Identifying Collocations in a Corpus of Text in a Distributed Computing Environment

PublishedJanuary 19, 2016

Assigneenot available in USPTO data we have

InventorsXiong Zhang Hung-chih Yang Danny Lange

Technical Abstract

Patent Claims

20 claims

Legal claims defining the scope of protection, as filed with the USPTO.

1. A method executed by at least one computing device in a distributed computing environment, the method comprising: identifying n-grams of differing lengths in a corpus of text, the corpus of text comprising tokens arranged in an order, each identified n-gram comprises a plurality of sequential tokens in the corpus of text; for each n-gram identified in the corpus of text, identifying a prefix of the n-gram and a suffix of the n-gram; computing, for each identified n-gram in the corpus of text and in a single pass over the corpus of text, a metric that is indicative of a frequency of occurrence of the n-gram in the corpus of text relative to an expected frequency of occurrence of the n-gram in the corpus of text if the tokens were arranged randomly in the corpus of text, the metric computed based upon the identifying of the prefix of the n-gram and the suffix of the n-gram, the computing of the metric performed by the at least one computing device in the distributed computing environment; and when the metric is above a predefined threshold, assigning a label to the n-gram that indicates that the n-gram is representative of content of the corpus of text.

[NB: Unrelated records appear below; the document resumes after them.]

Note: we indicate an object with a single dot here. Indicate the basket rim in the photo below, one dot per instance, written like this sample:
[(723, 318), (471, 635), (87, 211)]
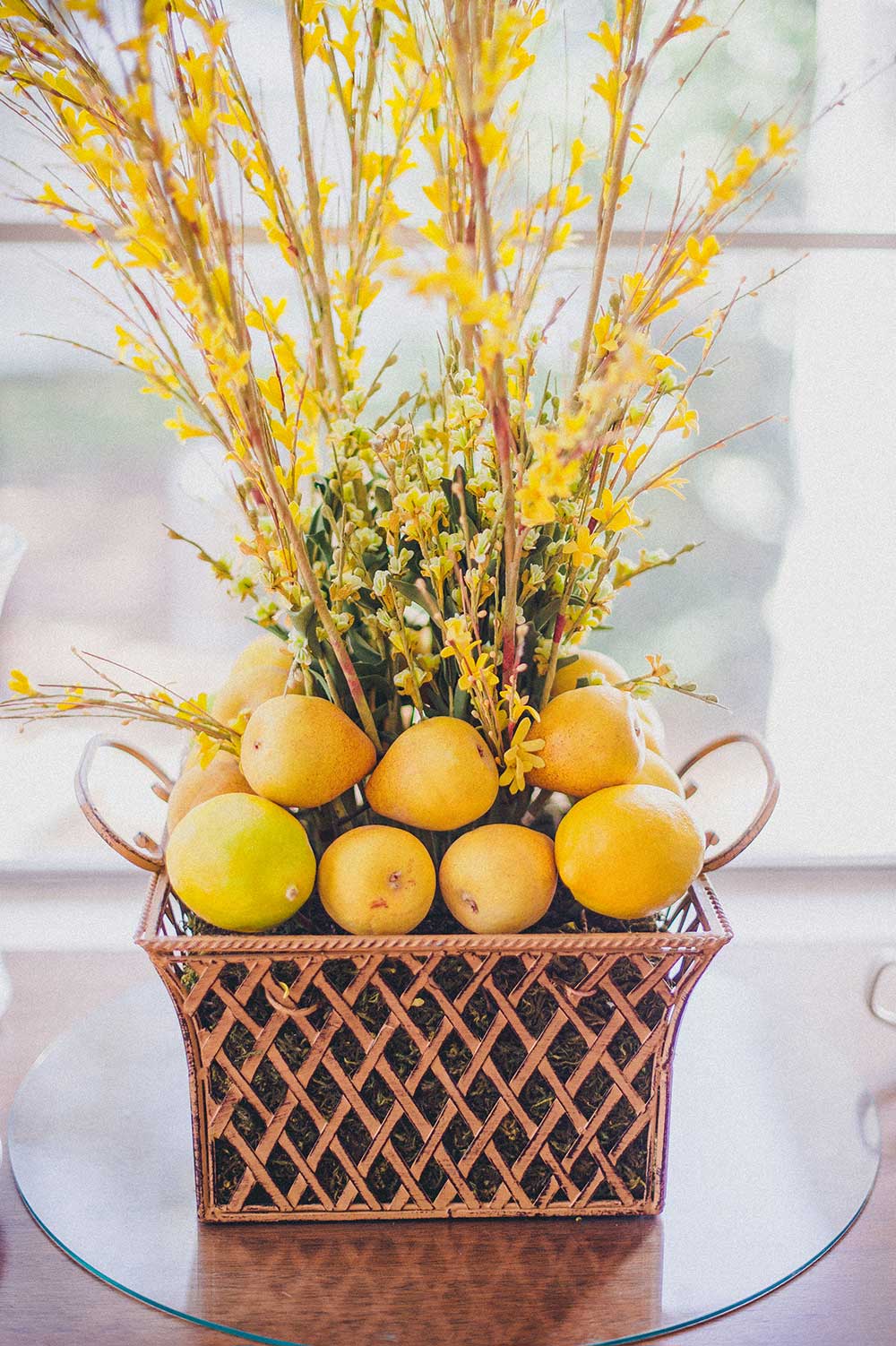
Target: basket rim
[(287, 946)]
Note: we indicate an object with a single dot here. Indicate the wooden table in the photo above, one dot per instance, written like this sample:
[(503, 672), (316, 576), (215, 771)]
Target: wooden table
[(46, 1299)]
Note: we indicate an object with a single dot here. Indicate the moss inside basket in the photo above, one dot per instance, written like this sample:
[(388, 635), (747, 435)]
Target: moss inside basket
[(534, 1008)]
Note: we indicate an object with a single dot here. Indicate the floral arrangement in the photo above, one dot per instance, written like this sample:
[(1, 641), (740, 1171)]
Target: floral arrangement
[(421, 555)]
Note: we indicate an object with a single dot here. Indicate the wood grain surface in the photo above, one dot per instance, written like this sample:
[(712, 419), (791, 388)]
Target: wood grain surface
[(47, 1299)]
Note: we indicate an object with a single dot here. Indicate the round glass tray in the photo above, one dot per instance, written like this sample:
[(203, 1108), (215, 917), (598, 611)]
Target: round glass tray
[(772, 1152)]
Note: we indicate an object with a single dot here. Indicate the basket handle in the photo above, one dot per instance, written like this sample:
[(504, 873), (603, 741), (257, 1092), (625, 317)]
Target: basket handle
[(144, 852), (766, 809)]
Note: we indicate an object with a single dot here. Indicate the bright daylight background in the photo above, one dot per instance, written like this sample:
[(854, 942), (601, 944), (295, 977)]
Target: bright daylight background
[(786, 610)]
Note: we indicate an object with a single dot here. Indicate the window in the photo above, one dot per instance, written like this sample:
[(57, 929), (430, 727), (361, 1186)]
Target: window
[(783, 611)]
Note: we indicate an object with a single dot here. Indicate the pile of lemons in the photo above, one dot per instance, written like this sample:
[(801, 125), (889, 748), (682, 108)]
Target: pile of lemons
[(243, 860)]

2. The method of claim 1 , wherein assigning the label to the n-gram comprises: labeling the n-gram as being a collocation in the corpus of text.

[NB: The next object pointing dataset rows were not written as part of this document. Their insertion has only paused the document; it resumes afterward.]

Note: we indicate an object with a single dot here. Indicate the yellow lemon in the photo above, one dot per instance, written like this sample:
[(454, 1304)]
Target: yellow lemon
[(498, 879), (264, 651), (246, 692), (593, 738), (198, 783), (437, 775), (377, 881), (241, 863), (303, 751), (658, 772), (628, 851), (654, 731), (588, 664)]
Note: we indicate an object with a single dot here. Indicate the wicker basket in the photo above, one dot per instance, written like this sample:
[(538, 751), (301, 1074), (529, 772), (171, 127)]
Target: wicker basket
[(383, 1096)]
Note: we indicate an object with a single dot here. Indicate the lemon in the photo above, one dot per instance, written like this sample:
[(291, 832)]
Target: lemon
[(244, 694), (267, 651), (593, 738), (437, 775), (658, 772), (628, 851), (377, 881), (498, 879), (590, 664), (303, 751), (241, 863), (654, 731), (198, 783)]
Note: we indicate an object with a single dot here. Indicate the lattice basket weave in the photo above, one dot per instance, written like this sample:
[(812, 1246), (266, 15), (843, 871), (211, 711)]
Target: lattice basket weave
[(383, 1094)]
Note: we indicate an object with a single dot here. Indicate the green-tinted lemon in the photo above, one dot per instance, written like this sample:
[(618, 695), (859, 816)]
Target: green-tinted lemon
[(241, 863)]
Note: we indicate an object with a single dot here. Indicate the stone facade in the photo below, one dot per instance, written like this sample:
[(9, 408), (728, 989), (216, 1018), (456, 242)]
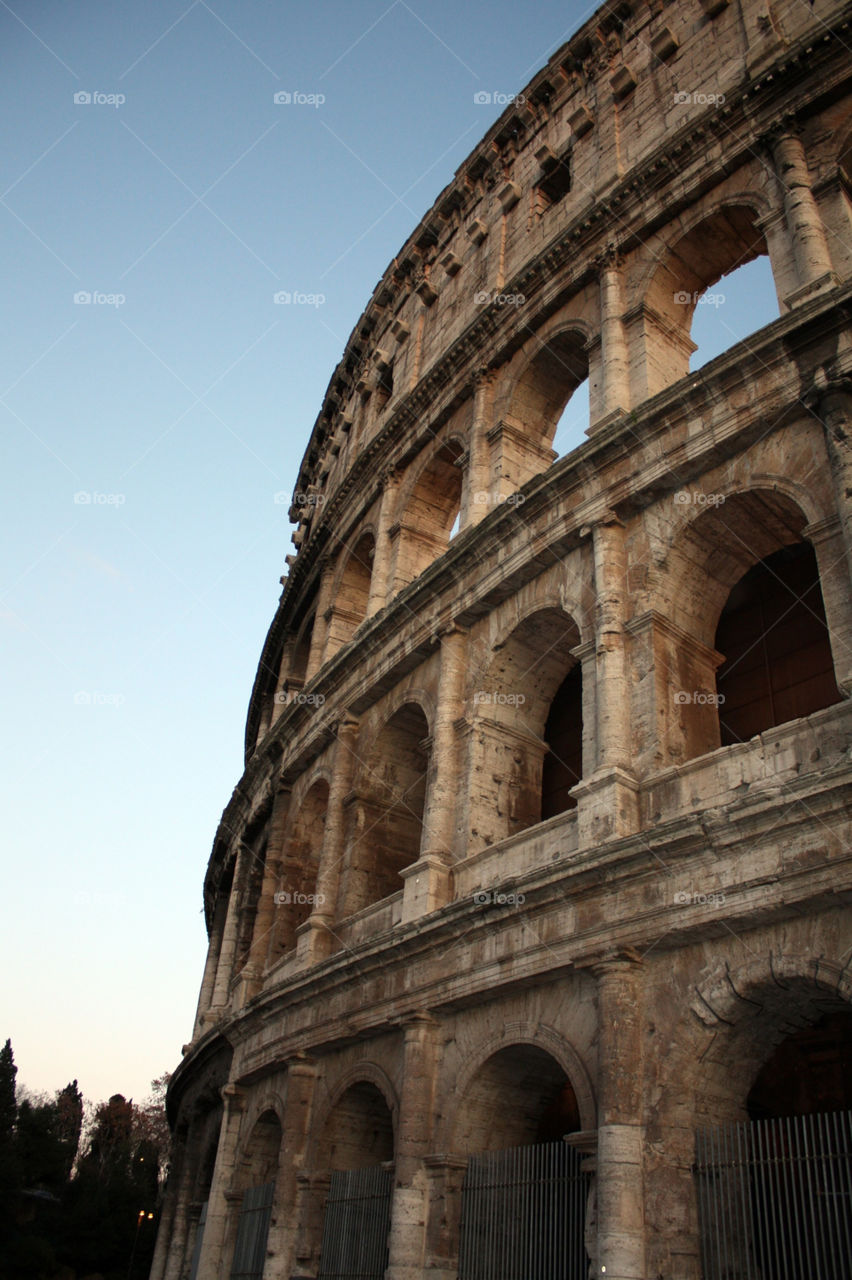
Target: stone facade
[(534, 813)]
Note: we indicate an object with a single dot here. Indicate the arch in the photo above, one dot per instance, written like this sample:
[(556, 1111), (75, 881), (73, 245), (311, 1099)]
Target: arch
[(527, 708), (296, 894), (358, 1127), (426, 511), (352, 592), (386, 814), (709, 247), (518, 1095), (537, 1036), (549, 379)]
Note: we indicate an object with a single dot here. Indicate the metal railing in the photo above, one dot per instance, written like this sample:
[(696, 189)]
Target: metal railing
[(252, 1230), (523, 1215), (775, 1198), (357, 1221)]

3. The method of claim 1 , further comprising: generating a first key/value pair and a second key/value pair for each identified n-gram, the first key/value pair corresponding to the prefix of the n-gram, the second key/value pair corresponding to the suffix of the n-gram, the first key/value pair comprising a first key that comprises: a first value that identifies that the first key corresponds to the prefix; and the prefix, the second key/value pair comprising a second key that comprises: a second value that identifies that the second key corresponds to the suffix; and the suffix, wherein the metric for the several n-grams is computed based upon the first key/value pair and the second key/value pair.

4. The method of claim 3 , wherein the first key comprises a third value that identifies length of the n-gram, and wherein the second key comprises the third value.

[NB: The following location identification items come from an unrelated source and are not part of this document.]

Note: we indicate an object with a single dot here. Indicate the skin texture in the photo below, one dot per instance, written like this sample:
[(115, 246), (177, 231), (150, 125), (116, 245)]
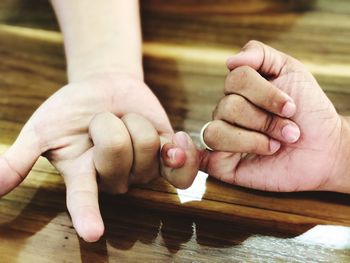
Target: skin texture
[(78, 130), (317, 161)]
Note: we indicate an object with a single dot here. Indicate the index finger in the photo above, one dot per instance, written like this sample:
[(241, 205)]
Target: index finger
[(248, 83)]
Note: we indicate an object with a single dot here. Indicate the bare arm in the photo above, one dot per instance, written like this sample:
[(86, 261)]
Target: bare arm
[(100, 36)]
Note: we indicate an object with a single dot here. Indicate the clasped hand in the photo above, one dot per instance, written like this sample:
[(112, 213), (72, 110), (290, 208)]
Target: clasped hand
[(274, 129)]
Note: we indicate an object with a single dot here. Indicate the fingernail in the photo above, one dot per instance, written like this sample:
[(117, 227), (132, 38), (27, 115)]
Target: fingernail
[(171, 153), (274, 145), (181, 139), (288, 109), (291, 133)]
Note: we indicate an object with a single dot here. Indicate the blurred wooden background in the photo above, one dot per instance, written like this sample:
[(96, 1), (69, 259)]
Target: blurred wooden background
[(185, 45)]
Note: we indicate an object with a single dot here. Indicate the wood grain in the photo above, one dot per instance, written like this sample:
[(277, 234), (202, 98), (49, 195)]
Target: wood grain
[(185, 46)]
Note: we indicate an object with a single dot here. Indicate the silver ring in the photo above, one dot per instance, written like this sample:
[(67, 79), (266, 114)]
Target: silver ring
[(201, 136)]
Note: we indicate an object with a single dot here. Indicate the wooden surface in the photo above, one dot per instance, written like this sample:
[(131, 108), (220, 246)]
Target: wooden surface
[(186, 44)]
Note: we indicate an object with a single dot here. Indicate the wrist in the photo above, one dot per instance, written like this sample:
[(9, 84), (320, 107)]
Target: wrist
[(341, 176), (82, 67)]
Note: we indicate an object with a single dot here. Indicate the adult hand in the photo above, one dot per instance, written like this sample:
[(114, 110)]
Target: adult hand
[(265, 114)]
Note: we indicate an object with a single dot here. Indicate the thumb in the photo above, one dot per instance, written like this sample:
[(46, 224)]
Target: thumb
[(180, 160), (19, 159), (264, 59)]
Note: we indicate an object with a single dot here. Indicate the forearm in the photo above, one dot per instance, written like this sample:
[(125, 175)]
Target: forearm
[(100, 36)]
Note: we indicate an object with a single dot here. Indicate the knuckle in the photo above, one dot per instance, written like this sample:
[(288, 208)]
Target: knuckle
[(148, 144), (252, 44), (212, 133), (237, 78), (269, 124), (184, 183), (147, 179), (231, 106), (118, 189), (115, 143)]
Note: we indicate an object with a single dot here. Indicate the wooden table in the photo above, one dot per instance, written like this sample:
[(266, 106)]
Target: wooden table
[(186, 44)]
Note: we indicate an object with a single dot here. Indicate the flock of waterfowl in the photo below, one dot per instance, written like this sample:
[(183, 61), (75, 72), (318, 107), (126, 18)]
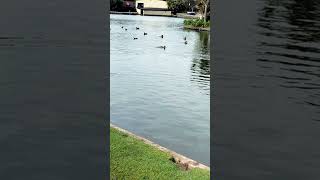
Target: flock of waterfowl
[(144, 33)]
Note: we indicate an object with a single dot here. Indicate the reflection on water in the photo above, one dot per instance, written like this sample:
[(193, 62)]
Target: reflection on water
[(267, 90), (161, 94), (290, 50), (201, 62)]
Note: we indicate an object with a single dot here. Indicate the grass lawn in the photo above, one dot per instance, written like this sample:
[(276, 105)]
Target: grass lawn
[(132, 159)]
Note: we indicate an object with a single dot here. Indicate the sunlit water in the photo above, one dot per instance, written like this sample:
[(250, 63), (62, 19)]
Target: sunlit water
[(161, 94)]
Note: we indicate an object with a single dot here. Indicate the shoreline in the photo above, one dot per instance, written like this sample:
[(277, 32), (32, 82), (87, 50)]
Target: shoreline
[(177, 158), (197, 28)]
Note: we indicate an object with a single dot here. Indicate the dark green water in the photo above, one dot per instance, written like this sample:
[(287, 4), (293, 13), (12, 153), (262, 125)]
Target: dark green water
[(266, 110), (160, 94)]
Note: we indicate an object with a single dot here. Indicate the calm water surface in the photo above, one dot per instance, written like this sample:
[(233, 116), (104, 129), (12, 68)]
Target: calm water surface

5. The method of claim 1 , wherein identifying n-grams of the differing lengths in the corpus of text is performed by a first computing device in the distributed computing environment, and computing the metric is performed by a second computing device in the distributed computing environment.

6. The method of claim 1 , further comprising assigning a second label to the n-gram based upon the metric, the second label indicates that the n-gram is new vernacular.

7. The method of claim 1 , wherein identifying the prefix of the n-gram comprises identifying multiple tokens of the n-gram to include in the prefix.

8. The method of claim 1 , further comprising: computing a first frequency value that is indicative of a number of occurrences of the prefix and the suffix as a prefix/suffix combination in the identified n-grams; computing a second frequency value that is indicative of a number of occurrences of the prefix, as a prefix and without the suffix, in the identified n-grams; computing a third frequency value that is indicative of a number of occurrences of the suffix, as a suffix and without the prefix, in the identified n-grams, wherein the first frequency value, the second frequency value, and the third frequency value are computed subsequent to identifying the prefix and the suffix of each identified n-gram, and computing the metric for each n-gram in the identified n-grams based upon the first frequency value, the second frequency value, and the third frequency value.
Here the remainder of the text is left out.